Among the many companies relying on Watson for their own AI operations is Equals 3, which uses Watson to power Lucy—its cognitive companion for marketing professionals. Lucy uses several IBM Watson services, including Retrieve and Rank, Natural Language Classifier, Personality Insights and Tradeoff Analytics. Lucy can comprehend vast amounts of structured and unstructured marketing data and provide detailed answers in seconds.
"Lucy solves the data-overload problem marketers and agencies have been grappling with for years: accessing the appropriate data at the right time," said Scott Litman, co-founder of Equals 3, in a statement.
"The fact that Lucy can accomplish in one day what has previously taken months to do is a complete paradigm shift, and her ability to enhance what marketers can do is really made possible thanks to the cognitive computing capabilities of IBM Watson," Litman said.
Watson Not for Everybody
However, despite there being more than 80,000 developers using the Watson Developer Cloud, IBM's cognitive system is not a match for everybody.
Rob May, CEO of Talla, which markets an AI-powered virtual assistant akin to Apple's Siri, but aimed at business professionals, said Watson was simply not a fit for Talla.
"We do a lot of natural language processing and we have a cognitive computing approach to a lot of what we're doing," May said. "We tried Watson in the beginning and it really just wasn't a very good fit for us."
May said there are a lot of pros and cons to Watson. Among the pros are that IBM is clearly committed to it, the Watson resources will be available long term and they offer a lot of different functionality.
But on the down side, said May, a lot of Watson "is maybe more marketing hype than substance in some ways. It definitely does some stuff, but some of the functionality is pretty limited and it's really not set up well for small companies to build products on top of. It seemed like a lot of the Watson functionalities that are set up are targeted at larger IBM customers, which would make sense."
In particular, he believes Watson seems targeted at existing customers that have large data stores that are appropriate for cognitive computing, or some kind of analysis that can't be readily performed with common, existing algorithms.
Rather than use Watson, Talla used a series of open-source components and wrote a lot of its own cognitive code.
"IBM has tried to get companies like us to build on top of their platform, but I just don't think it's ready yet," May said. "It's not flexible enough; it's not easy enough to get started."

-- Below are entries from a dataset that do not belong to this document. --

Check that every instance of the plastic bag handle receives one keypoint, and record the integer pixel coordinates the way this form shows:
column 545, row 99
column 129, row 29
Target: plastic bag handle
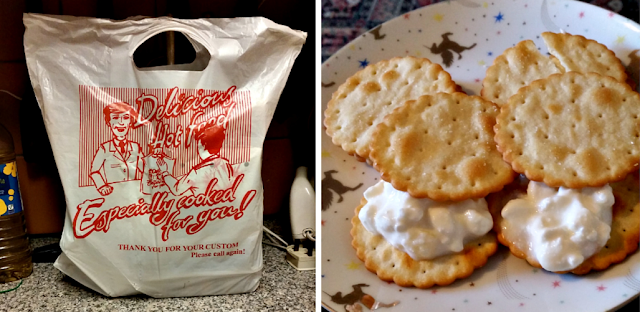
column 152, row 31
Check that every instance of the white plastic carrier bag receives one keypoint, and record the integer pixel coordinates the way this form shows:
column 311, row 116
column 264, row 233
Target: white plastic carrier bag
column 160, row 166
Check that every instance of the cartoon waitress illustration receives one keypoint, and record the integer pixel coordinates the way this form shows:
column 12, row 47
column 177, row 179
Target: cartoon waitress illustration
column 118, row 159
column 209, row 136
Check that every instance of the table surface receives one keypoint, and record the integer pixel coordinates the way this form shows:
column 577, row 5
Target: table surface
column 282, row 288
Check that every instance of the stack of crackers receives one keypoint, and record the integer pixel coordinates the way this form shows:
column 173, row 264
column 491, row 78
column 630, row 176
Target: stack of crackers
column 566, row 120
column 572, row 121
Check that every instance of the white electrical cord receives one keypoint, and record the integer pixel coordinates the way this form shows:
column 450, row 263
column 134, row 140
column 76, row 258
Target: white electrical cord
column 269, row 233
column 13, row 95
column 309, row 234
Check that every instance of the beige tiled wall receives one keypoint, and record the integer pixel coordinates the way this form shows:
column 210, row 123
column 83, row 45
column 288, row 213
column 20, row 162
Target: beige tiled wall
column 40, row 187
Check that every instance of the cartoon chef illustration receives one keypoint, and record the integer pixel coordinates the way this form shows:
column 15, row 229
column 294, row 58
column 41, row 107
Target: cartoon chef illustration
column 118, row 159
column 209, row 135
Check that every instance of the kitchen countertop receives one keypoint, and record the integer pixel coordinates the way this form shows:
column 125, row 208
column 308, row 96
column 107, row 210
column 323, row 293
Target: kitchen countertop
column 282, row 288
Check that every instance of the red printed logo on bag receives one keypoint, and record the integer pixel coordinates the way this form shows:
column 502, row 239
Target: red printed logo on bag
column 162, row 150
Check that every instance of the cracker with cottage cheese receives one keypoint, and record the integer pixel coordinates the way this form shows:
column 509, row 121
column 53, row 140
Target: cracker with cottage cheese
column 572, row 130
column 625, row 225
column 393, row 265
column 365, row 98
column 441, row 147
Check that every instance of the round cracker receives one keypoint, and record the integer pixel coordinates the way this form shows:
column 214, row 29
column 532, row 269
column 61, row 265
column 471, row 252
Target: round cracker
column 366, row 97
column 441, row 147
column 515, row 68
column 625, row 225
column 393, row 265
column 571, row 130
column 577, row 53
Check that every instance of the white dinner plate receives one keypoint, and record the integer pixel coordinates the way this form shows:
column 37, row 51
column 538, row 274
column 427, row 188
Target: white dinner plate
column 506, row 283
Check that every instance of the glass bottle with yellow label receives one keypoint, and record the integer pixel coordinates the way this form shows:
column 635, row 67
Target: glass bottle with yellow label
column 15, row 252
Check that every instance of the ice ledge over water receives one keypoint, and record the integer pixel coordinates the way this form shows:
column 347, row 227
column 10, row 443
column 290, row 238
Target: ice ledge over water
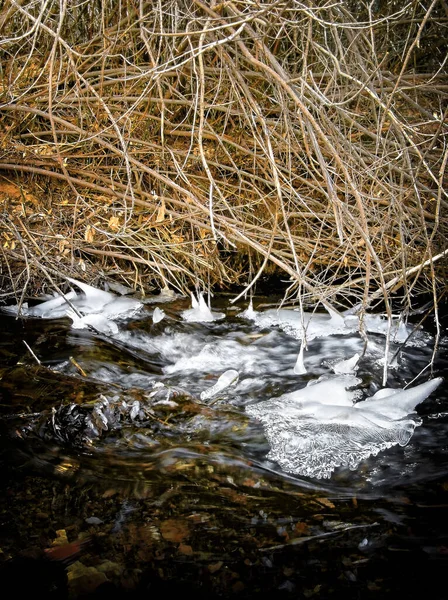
column 319, row 428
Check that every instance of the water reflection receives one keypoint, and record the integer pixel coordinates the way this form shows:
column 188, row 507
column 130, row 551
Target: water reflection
column 159, row 463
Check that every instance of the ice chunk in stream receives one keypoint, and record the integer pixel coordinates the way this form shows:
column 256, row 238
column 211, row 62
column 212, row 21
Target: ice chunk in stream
column 299, row 367
column 200, row 312
column 346, row 366
column 91, row 300
column 227, row 379
column 95, row 320
column 310, row 325
column 158, row 315
column 311, row 433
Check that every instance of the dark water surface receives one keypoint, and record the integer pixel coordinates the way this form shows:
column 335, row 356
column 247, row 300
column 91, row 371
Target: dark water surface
column 108, row 439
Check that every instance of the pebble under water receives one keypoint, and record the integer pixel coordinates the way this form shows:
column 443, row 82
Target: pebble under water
column 144, row 439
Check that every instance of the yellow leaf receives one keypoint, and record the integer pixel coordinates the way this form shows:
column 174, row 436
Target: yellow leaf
column 89, row 234
column 161, row 212
column 114, row 223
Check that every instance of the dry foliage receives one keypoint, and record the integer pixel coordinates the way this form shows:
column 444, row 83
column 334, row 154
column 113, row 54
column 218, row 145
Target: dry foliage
column 203, row 144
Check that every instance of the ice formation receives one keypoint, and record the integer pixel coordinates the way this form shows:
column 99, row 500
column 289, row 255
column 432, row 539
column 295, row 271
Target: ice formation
column 90, row 301
column 307, row 325
column 200, row 312
column 320, row 427
column 158, row 315
column 227, row 379
column 95, row 320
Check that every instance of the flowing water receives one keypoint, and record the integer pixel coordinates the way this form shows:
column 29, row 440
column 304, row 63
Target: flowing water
column 122, row 436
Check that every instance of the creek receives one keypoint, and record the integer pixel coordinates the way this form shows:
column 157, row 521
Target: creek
column 119, row 437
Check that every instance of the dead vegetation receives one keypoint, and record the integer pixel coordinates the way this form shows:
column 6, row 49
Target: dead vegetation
column 183, row 143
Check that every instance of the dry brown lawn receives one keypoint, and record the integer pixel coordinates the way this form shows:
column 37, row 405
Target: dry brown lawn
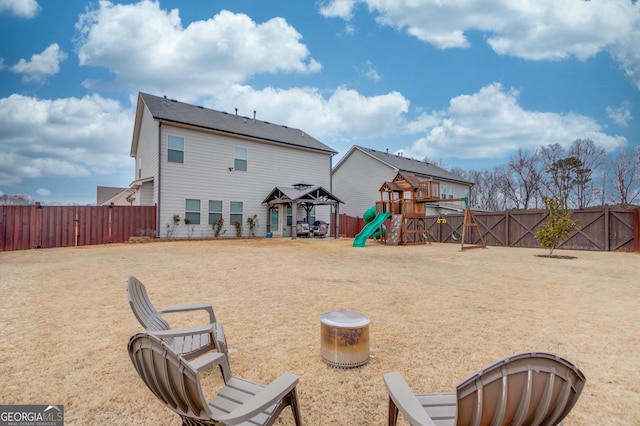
column 437, row 316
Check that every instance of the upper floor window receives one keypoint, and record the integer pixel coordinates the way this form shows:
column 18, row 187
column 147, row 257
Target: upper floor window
column 175, row 153
column 215, row 211
column 240, row 161
column 192, row 212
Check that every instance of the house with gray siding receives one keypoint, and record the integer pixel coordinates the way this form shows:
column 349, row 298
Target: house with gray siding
column 199, row 165
column 361, row 172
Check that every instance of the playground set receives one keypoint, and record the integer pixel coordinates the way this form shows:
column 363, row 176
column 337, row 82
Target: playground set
column 404, row 200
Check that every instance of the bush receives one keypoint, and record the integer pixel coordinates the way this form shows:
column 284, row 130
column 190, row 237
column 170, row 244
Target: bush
column 558, row 225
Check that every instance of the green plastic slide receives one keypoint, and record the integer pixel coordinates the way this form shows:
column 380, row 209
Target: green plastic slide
column 369, row 229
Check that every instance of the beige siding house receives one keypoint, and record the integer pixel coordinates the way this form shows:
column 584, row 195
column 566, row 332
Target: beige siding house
column 361, row 172
column 201, row 165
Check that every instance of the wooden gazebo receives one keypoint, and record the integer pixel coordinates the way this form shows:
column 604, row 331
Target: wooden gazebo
column 306, row 196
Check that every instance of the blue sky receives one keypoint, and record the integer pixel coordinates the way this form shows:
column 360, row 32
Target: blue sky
column 464, row 82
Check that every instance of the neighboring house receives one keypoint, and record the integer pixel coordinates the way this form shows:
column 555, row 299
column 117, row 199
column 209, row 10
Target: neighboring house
column 361, row 172
column 203, row 165
column 107, row 195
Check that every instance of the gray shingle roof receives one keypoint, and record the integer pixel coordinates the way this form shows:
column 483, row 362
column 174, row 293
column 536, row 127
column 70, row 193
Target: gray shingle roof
column 410, row 165
column 171, row 110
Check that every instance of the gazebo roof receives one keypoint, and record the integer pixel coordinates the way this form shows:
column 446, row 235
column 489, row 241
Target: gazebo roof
column 314, row 194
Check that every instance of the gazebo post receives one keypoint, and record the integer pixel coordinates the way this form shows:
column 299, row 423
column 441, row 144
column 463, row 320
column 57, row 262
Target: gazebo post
column 337, row 220
column 294, row 219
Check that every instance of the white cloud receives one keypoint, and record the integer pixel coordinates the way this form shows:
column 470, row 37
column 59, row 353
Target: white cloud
column 491, row 124
column 529, row 29
column 21, row 8
column 343, row 113
column 369, row 72
column 62, row 137
column 620, row 115
column 41, row 65
column 147, row 48
column 338, row 9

Yet, IBM has sponsored a number of Watson-related hackathons and developer competitions where small startups have successfully used the services to launch new apps.
Moreover, IBM's recent deal with Twilio to integrate Watson services with the Twilio communications platform not only opens Watson up to the more than one million developers in Twilio's developer community, but it only takes two minutes to integrate the cognitive services with Twilio, said Patrick Malatack, vice president of product management at Twilio.
Right now, IBM is doing more than its competitors to encourage developers to learn how to create cognitive applications, Pund-IT's King said.
"I can't think of another vendor among IBM's direct competitors that is supporting similar developer-oriented efforts to anything like the same degree," said King.
"That said, companies including Apple, Google and Microsoft have created powerful solutions supporting natural speech and machine learning functions. Google and Microsoft also have proactive, innovative efforts aimed at increasing developer activities around those platforms."